CA Versailles, 12e ch. sect. 1, 9 avril 2009, n° 08-07693

VERSAILLES

Arrêt

Confirmation

PARTIES

Demandeur :

Doga (Sté)

Défendeur :

HTC Sweden AB (Sté)

COMPOSITION DE LA JURIDICTION

Président :

Mme Mandel

Conseillers :

Mmes Valantin, Lonne

Avoués :

SCP Jupin & Algrin, Me Ricard

Avocats :

Le Gal, Bertrou, Garaud

T. com. Versailles, 2e ch., du 10 sept. …

10 septembre 2008

Le 19 novembre 1999, la société de droit suédois HTC qui fabrique des machines-outils et notamment des ponceuses à meule diamant a conclu avec la société de droit français Doga qui exerce une activité d'achat et de vente de tous outillages et fournitures industriels, un contrat de distribution exclusive aux termes duquel HTC accordait à Doga le droit exclusif de commercialiser certains produits définis en annexe (notamment ponceuses diamant, outils de ponçage diamant) et les pièces détachées sur le territoire français, pour une durée indéterminée.

Ce contrat contient une clause précisant que tout litige ou différend résultant du contrat ou en relation avec le contrat que les parties ne parviennent pas à résoudre par elles-mêmes sera au final tranché suivant le règlement d'arbitrage de la Chambre de commerce internationale par trois arbitres nommés conformément à ce règlement.

Par un avenant en date du 15 novembre 2004, Doga s'est vu confier la distribution exclusive d'une gamme supplémentaire de produits HTC.

Les relations entre les parties se sont poursuivies jusqu'au 26 mars 2007, date à laquelle HTC a résilié le contrat à effet du 26 septembre 2007.

Le 20 juin 2007, le conseil de Doga a adressé une mise en demeure à HTC d'avoir à lui régler la somme de 548 130,96 euro avant le 30 juin 2007 en faisant valoir que la rupture des relations était abusive et lui a causé un préjudice (perte de marge et investissements engagés à perte).

Le 29 juin 2007, HTC par l'intermédiaire de son conseil, contestait avoir commis une faute en mettant fin au contrat.

C'est dans ces circonstances que par exploit en date du 24 novembre 2007, Doga a fait assigner HTC devant le Tribunal de commerce de Versailles pour la voir condamnée sur le fondement de l'article L. 442-6 I 5° à lui verser la somme de 548 130,96 euro en réparation de son préjudice outre la somme de 10 000 euro au titre de l'article 700 du Code de procédure civile.

HTC ayant soulevé une exception d'incompétence en se prévalant de la clause compromissoire énoncée dans le contrat, le tribunal par jugement en date du 10 septembre 2008 auquel il est référé pour un plus ample exposé des faits, de la procédure et des moyens antérieurs des parties a dit bien fondée cette exception et a renvoyé les parties à se pourvoir devant le tribunal arbitral à constituer.

Doga a formé contredit le 25 septembre 2008. Elle demande à la cour de réformer le jugement et de renvoyer l'affaire devant le Tribunal de commerce de Versailles.
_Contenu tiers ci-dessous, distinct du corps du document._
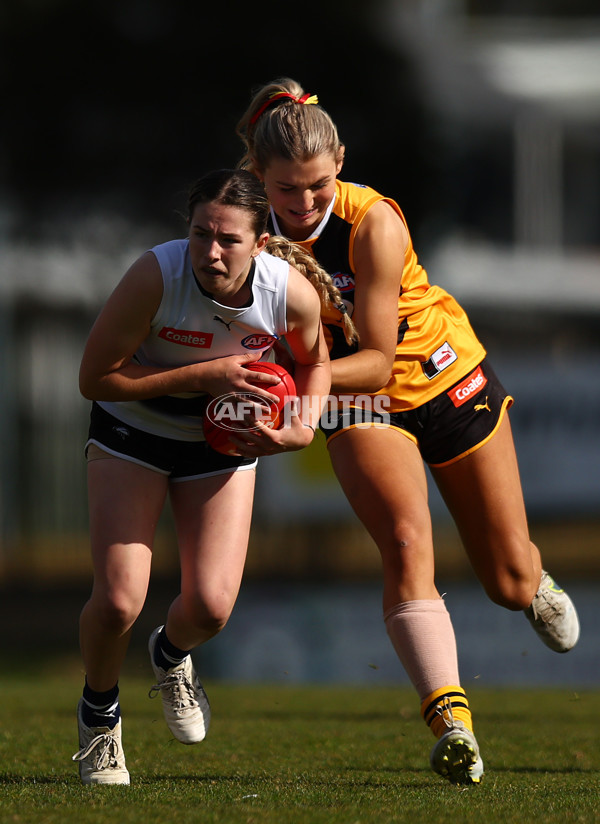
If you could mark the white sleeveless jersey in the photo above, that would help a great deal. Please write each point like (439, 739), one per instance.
(190, 327)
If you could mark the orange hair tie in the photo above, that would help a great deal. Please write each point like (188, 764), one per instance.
(305, 99)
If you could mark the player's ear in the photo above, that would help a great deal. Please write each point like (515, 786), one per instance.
(261, 243)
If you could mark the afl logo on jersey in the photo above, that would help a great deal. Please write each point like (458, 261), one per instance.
(345, 283)
(259, 341)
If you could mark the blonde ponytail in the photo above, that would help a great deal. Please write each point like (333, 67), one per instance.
(306, 264)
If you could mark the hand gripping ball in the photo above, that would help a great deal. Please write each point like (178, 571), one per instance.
(225, 415)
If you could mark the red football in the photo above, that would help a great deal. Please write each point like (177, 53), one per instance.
(224, 415)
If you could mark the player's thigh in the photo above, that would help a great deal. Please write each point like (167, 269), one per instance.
(212, 518)
(483, 493)
(125, 502)
(382, 474)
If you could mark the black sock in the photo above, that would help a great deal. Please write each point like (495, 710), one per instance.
(100, 709)
(166, 655)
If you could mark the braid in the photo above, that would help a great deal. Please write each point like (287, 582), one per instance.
(306, 264)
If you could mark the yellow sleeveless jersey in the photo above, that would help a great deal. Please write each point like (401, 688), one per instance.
(436, 344)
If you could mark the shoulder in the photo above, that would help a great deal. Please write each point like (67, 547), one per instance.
(270, 269)
(302, 300)
(383, 222)
(171, 255)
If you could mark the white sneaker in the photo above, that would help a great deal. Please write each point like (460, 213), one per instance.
(553, 616)
(186, 707)
(101, 758)
(456, 756)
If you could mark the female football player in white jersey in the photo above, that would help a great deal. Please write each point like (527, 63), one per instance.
(184, 325)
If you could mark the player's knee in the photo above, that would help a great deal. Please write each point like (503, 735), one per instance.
(118, 614)
(208, 614)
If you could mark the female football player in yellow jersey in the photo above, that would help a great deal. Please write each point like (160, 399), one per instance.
(416, 387)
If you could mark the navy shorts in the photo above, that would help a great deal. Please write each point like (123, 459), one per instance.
(448, 427)
(180, 460)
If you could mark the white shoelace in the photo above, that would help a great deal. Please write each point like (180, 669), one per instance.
(106, 757)
(445, 710)
(179, 691)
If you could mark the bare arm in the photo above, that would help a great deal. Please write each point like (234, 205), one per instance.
(107, 370)
(379, 261)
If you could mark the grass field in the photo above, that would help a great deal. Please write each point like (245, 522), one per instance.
(300, 755)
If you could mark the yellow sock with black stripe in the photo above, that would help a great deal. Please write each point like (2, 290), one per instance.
(444, 706)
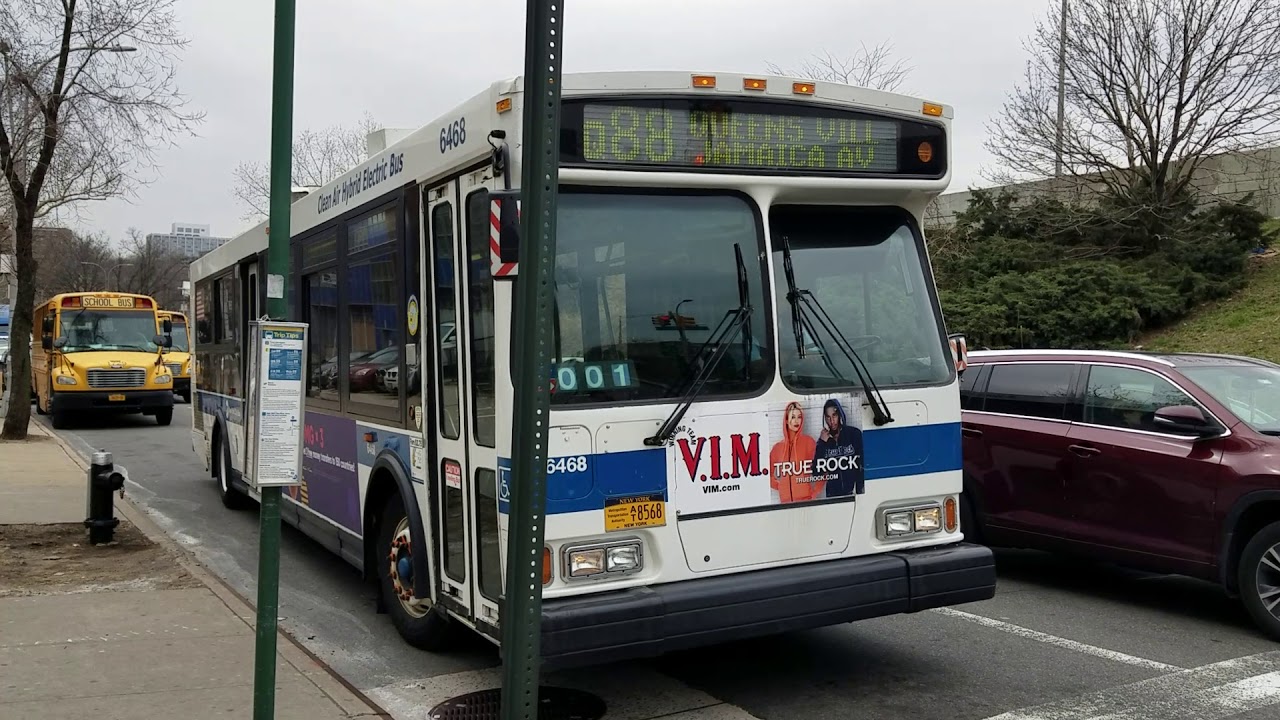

Elle sollicite paiement d'une somme de 3 000 euro, portée ultérieurement à la somme de 8 000 euro au titre de l'article 700 du Code de procédure civile.

Le 26 janvier et 10 février 2009, Doga a fait signifier de nouvelles conclusions.

HTC a conclu à la confirmation du jugement par des conclusions signifiées les 15 janvier et 3 février 2009 et sollicité le versement d'une somme de 20 000 euro au titre de l'article 700 du Code de procédure civile.

Par conclusions du 11 février 2009, HTC a sollicité le rejet des débats des conclusions signifiées le 10 février 2009 par Doga et des pièces 48 à 50 communiquées selon bordereau du 9 février 2009.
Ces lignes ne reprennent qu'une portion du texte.